Bone marrow histology was the indispensable tool for the differential diagnosis of classic myeloproliferative neoplasms (MPNs) and subtypes. However, the subjectivity of morphological assessment and markedly overlapping pathological features of different subtypes made accurate diagnosis challenging and controversial. In this study, we developed Clinical, deep learning (DL) and Fusion diagnosis models based on clinical parameters, whole slide images (WSI) based deep learning algorithm using hematoxylin-eosin (HE) staining bone marrow specimen and combination of both for the diagnosis and differentiation of MPNs (Figure 1).

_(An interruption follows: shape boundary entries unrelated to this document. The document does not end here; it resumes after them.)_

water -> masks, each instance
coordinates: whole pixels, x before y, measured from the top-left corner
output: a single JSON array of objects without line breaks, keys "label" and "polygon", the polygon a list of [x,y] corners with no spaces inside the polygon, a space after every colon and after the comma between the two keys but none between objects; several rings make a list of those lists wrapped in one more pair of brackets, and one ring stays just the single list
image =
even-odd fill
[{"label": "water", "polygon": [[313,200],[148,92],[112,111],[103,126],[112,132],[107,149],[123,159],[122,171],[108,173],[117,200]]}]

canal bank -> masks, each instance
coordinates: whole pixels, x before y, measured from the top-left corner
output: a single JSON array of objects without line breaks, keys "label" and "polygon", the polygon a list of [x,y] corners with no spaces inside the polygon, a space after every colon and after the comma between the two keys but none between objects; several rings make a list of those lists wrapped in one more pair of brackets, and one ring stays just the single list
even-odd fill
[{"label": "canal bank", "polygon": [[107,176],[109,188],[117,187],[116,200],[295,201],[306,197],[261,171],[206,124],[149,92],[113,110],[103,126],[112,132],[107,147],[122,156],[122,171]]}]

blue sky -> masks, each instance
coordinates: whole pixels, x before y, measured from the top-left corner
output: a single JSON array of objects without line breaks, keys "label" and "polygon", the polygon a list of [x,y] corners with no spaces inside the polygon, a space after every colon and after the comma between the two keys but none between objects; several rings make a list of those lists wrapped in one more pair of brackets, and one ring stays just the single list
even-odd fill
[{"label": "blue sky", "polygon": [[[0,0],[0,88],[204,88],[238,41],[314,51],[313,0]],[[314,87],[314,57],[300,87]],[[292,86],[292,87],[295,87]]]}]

1,051 MPN patients from seven medical centres were enrolled in this study and divided into training, internal testing, internal validation and two external validation cohorts (called combined validation cohort totally). In combined validation cohort, Fusion model performed best in distinguishing MPNs with non-MPN controls with the AUC 0.931 (95%CI: 0.891-0.971). For PV identification, Clinical model achieved the highest AUC with 0.975 (95%CI: 0.960-0.991). Fusion model made best performance in the identification of ET and prePMF, with the AUC 0.887 (95%CI: 0.850-0.925) for ET and 0.899 (95%CI: 0.851-0.947) for prePMF. Misclassified prePMF cases into ET group reduced from 26 (60.5%) in Clinical model to 5 (11.6%) in Fusion model. Consistently, the number of ET cases (N=70, 95.9%) who were misclassified into prePMF in Clinical model reduced to 4 (5.5%) in Fusion model. These results indicated that our Fusion model may have clinical utility in assisting to identify ET and prePMF. Moreover, Fusion model could distinguish overt PMF effectively with AUC 0.980 (95%CI: 0.961-0.999) even with prePMF, and only 3 (7.5%) prePMF cases misclassified into PMF group, suggesting that our machine learning model had high sensitivity in feature identification and extraction.

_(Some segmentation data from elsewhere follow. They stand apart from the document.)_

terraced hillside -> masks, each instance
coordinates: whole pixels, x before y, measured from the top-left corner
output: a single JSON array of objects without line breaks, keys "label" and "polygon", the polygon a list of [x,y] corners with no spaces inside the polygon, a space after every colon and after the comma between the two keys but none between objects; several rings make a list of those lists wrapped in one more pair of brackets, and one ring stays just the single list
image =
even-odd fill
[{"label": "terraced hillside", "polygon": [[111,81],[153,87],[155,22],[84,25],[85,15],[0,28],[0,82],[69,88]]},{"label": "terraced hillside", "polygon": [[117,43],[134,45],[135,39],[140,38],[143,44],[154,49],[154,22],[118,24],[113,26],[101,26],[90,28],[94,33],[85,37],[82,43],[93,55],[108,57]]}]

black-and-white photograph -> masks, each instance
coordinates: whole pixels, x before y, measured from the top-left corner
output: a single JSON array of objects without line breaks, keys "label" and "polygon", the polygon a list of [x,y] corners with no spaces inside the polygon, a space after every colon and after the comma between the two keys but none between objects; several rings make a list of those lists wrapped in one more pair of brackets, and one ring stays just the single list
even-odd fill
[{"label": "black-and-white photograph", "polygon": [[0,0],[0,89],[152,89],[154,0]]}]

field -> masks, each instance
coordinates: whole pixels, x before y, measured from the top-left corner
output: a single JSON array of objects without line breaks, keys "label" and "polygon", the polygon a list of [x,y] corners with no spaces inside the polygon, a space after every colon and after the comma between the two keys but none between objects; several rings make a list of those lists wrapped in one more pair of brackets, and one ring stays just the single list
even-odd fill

Next, we compared the performances of the deep learning models with three junior hematopathologists with less than five years of clinical experience and three senior hematopathologists with more than 10 years of experience. 20 cases for each subtype and 20 non-MPN controls, in total 100 cases, were randomly selected from the pool of validation sets with truth label blinded. All the hematopathologists reviewed data and image of 100 patients independently, in parallel with model implementation. Clinical model achieved the highest AUC with 0.925 (0.843-1.000) for PV, which was equivalent with senior hematopathologists (0.929, 0.878-0.979) (difference, 0.004, P=0.8500), while higher than junior ones (0.850, 95%CI: 0.787-0.913) (difference, -0.075, P=0.0007). Fusion model (for ET, 0.806, 95%CI: 0.700-0.913; for prePMF, 0.860, 95%CI: 0.741-0.979) performed better than junior hematopathologists in ET and prePMF identification (for ET, 0.707, 95%CI: 0.539-0.876, P=0.0720; for prePMF, 0.694, 95%CI: 0.564-0.825, P=0.0203), and comparable with senior ones in prePMF and ET identification (for prePMF, 0.787, 95%CI: 0.591-0.984, P=0.2190; for ET, 0.877, 95%CI: 0.860-0.896, P=0.1719). In overt PMF diagnosis, Fusion model (0.952, 95%CI: 0.898-1.000) tended to achieve better performance than both junior (0.850, 95%: 0.774-0.926, P=0.1202) and senior observers (0.823, 95%CI: 0.581-1.000, P=0.0608). The effect sizes could inform future study design for validation.
In conclusion, we developed and externally validated the deep learning models for MPNs diagnosis and subtype differentiation achieving the performances equivalent with senior hematopathologists and better than junior ones. Prospective validation and tool development were underwent to promote the accessibility and feasibility of the proposed models in clinical practice.
Disclosures
No relevant conflicts of interest to declare.